When the form is submitted, we validate that the sent token matches the one stored:

<?php

session_start();
if ($_POST['csrf_token'] != $_SESSION['csrf_token'])
{
	echo "Token not present or is not valid";
    exit(1);
}

//  token is valid, continue processing the request

SQL injection

SQL injection may happen when input data is not escaped before being inserted into a database query. Let's see an example, if our code has a line like this:

<?php

$sqlQuery = "SELECT * FROM users WHERE username = '{$_POST['username']}'";

If a malicious user can guess database table field named corresponding to form input, then injection can occur.

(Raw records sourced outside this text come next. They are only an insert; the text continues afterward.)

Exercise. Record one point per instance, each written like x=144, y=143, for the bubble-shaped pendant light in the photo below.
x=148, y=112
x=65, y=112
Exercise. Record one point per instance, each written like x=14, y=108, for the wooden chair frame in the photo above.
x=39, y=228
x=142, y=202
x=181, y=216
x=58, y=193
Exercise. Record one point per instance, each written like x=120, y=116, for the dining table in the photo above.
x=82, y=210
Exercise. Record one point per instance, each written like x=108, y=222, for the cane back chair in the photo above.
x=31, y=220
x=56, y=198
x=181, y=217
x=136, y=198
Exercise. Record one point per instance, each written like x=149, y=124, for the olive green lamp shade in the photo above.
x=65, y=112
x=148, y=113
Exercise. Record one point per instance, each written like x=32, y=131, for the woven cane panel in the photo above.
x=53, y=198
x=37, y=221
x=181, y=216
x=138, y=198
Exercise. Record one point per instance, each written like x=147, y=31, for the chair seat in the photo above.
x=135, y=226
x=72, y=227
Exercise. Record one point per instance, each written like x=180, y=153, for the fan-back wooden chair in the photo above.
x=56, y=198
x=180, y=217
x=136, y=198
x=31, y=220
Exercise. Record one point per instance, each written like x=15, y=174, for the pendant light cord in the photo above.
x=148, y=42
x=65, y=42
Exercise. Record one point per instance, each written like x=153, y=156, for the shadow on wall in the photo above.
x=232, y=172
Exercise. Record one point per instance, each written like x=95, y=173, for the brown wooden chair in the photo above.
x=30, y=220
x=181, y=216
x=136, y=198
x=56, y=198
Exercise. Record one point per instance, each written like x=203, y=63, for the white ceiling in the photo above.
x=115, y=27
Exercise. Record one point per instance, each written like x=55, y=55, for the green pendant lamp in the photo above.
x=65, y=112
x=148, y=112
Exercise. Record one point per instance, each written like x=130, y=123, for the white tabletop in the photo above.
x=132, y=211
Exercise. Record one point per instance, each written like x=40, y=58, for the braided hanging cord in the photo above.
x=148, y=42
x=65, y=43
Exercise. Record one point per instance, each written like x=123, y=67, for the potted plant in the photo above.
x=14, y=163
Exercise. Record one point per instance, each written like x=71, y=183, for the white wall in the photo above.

For example, if we set the username field on the form to petesmith' OR 1=1, as the input is not being escaped, the result query string would result on:

SELECT * FROM users WHERE username = 'petesmith' OR 1=1;

As the expresion on the right of the OR is always true, this would expose the whole users table to the malicious user. An even worse attack would be to input petersmith'; DROP TABLE users;, which would result on:

SELECT * FROM users WHERE username = 'petesmith'; DROP TABLE users;

which would drop the whole users table.

by xkcd

How to prevent

This kind of attack can be prevented  by using parameterized statements instead of embedding user input in the SQL statement.  In PHP, we can use PDO placeholders:

<?php

$stmt = $pdo->prepare("SELECT * FROM users WHERE username = :user ");  
$stmt->bindParam(':user', $_POST['username']);
$stmt->execute();

Conclusion

I hope this post helps the reader understand the three main web security pitfalls a web application may suffer if they are not prepared, including a tip on how to prevent them. From this we can conclude that prevention is the the way to fight them and filtering and not trusting input helps solving these issues.